Charles followed her into the cottage.

Miss Patterdale, in happy unconsciousness of having timed her interruption inopportunely, greeted them with a nod, and said, addressing herself to Abby: “Well? Had a good time?”

“Lovely!” replied Abby.

“She can't very well say anything else,” Charles pointed out. “I was her host.”

“I don't suppose that would stop her. Have some gin!” said Miss Patterdale, supporting the character given her by her niece. “You'd better mix it yourself: I bought the things the man said people put in gin. I hope they're all right.”

Charles grinned, surveying the array of bottles set forth on the Welsh dresser. “Something for every taste. You have been going it, Aunt Miriam! Let's experiment!”

“What on earth is it?” asked Abby, presently receiving a glass from him, and cautiously sipping its contents.

“The discovery of the age. And a glass of nice, moderately pure orangeade for Aunt Miriam,” Charles said, putting a glass into Miss Patterdale's hand, and disposing his large person on the sofa beside her.

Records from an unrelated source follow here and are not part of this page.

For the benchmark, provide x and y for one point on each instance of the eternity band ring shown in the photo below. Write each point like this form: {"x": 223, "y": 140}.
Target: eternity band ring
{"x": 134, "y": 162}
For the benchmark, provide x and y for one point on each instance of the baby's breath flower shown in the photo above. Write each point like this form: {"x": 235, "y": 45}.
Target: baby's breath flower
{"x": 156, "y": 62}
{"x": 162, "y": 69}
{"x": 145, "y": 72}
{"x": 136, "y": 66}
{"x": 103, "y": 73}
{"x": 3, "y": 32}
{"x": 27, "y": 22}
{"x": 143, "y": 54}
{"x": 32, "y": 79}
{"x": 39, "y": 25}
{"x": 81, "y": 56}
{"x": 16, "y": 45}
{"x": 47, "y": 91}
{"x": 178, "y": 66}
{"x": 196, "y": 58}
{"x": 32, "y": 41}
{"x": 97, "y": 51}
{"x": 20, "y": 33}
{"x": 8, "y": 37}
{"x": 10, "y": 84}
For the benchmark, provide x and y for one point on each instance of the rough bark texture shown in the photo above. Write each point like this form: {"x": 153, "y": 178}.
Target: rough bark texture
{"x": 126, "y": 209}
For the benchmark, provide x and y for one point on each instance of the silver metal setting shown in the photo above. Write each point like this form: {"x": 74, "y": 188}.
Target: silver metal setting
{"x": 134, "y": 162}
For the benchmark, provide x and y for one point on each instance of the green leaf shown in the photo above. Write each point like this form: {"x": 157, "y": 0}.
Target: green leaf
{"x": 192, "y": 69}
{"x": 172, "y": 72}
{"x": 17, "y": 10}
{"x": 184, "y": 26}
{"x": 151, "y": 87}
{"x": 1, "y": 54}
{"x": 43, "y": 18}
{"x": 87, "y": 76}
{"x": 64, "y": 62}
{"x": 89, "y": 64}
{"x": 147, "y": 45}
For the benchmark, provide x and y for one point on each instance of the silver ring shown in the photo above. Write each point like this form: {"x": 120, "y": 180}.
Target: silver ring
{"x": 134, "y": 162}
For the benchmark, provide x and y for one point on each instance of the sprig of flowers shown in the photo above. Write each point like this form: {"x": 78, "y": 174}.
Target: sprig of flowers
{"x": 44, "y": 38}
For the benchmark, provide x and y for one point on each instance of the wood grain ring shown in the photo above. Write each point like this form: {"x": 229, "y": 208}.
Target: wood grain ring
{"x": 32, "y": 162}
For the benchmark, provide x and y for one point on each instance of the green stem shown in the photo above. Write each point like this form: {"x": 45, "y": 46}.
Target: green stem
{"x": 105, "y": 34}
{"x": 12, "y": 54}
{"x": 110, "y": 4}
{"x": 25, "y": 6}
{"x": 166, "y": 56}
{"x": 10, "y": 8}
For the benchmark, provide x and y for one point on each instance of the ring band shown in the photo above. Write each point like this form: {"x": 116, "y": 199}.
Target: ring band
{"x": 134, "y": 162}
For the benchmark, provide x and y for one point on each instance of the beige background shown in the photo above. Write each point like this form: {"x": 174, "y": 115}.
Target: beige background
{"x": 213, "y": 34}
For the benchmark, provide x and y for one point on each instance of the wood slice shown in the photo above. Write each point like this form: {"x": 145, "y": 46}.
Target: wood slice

“You haven't put anything in it, have you?” said Miss Patterdale suspiciously.

“Of course I haven't! What do you take me for?”

Miss Patterdale regarded him with grim affection. “I'm not at all sure. You were one of the naughtiest little boys I ever encountered: that I do know!”

“That was before I came under your influence. Best of my Aunts.”

“Get along with you! Who was at your party? Besides Thaddeus Drybeck, and the Major! I know they were there.”

“Everyone was at our party, except you and Our Flora. In fact, it was the success of the season. The Major told us that Our Flora was expecting a litter. No, I don't mean that, though she looks so like an Ultima herself that I almost might.”

“Ullapool,” said Miss Patterdale. “I ran into Flora on the common, and she told me.”

“Ullapool!” exclaimed Charles reverently. “That's a new one on me, and it has my unqualified approval.”

“It isn't as good as Ultima Uplift,” objected Abby. “That's my favourite, easily!”

“What, more than Umbrella?” said Charles incredulously.

This, naturally, led to a lively discussion on the respective merits of all the more absurd names which Mrs. Midgeholme had bestowed on her Pekes. Miss Patterdale, entering into the argument, said in her incisive way: “You're both wrong. Ultima Urf was the best.”